On Sun, 25 Jan 2015, Bruce Evans wrote:
Negative ids have historical abuses in places like mountd. mountd still hard-codes -2 and -2 for the default uid and gid of an unprivileged user. It at least casts these values to uid_t and gid_t before using them. This gives the ids the non-random values of UINT32_MAX-1 if uid_t and gid_t are uint32_t. (If uid_t and gid_t were signed, then it would leave the values as negative, so invalid.) These magic values may work better than when ids were 16 bits, since there is less risk of them conflicting with a normal id. However, the non-conflict is probably a bug. FreeBSD uses the magic ids of 65534 for user nobody: group nobody. These would have been (id_t)-2 with 16-bit ids. They no longer match, so ls displays (id_t)-2 numerically. FreeBSD also has a group nogroup = 65553 that doesn't match the nfs usage. However2, in FreeBSD-1 wher ids were 16-bits, nobody was 32767 and nogroup was 32766. so they didn't match nfs for other reasons. The 2 non-groups now seem to be just a bug -- FreeBSD-1 didn't have group nobody. 4.4BSD-Lite2 has the same values as FreeBSD-1.

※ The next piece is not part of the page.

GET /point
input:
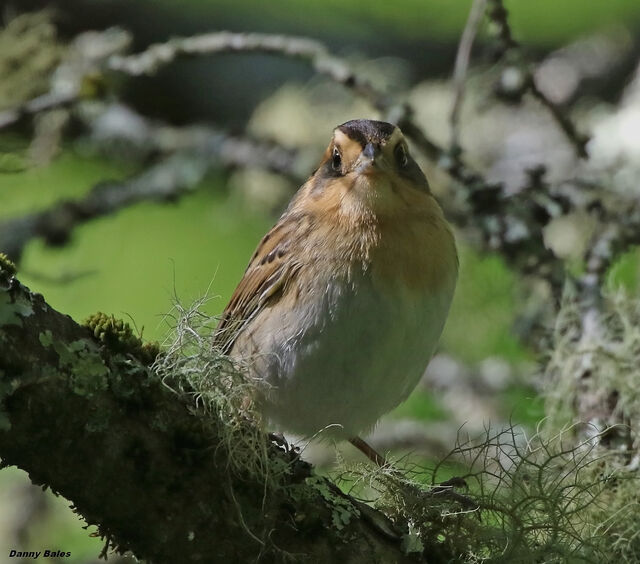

I'm sure it goes without saying, but for those that don't know (i.e., some subset of people who are not Bruce):
(-1) has a defined value both for our system-call interface (chown(2), fchown(2), etc, use (-1) to indicate that no change is requested).
This is also used inside the kernel to similar end, where VNOVAL also takes on a value of (-1).
This problem also used to exist in NFS, where in NFSv2, (-1) was also used to indicate which fields not to update, but this was fixed in NFSv3 by introducing discriminated unions.
I personally find myself a fan of fixing (eliminating) VNOVAL, but in the end it would likely just be disruptive and confusing.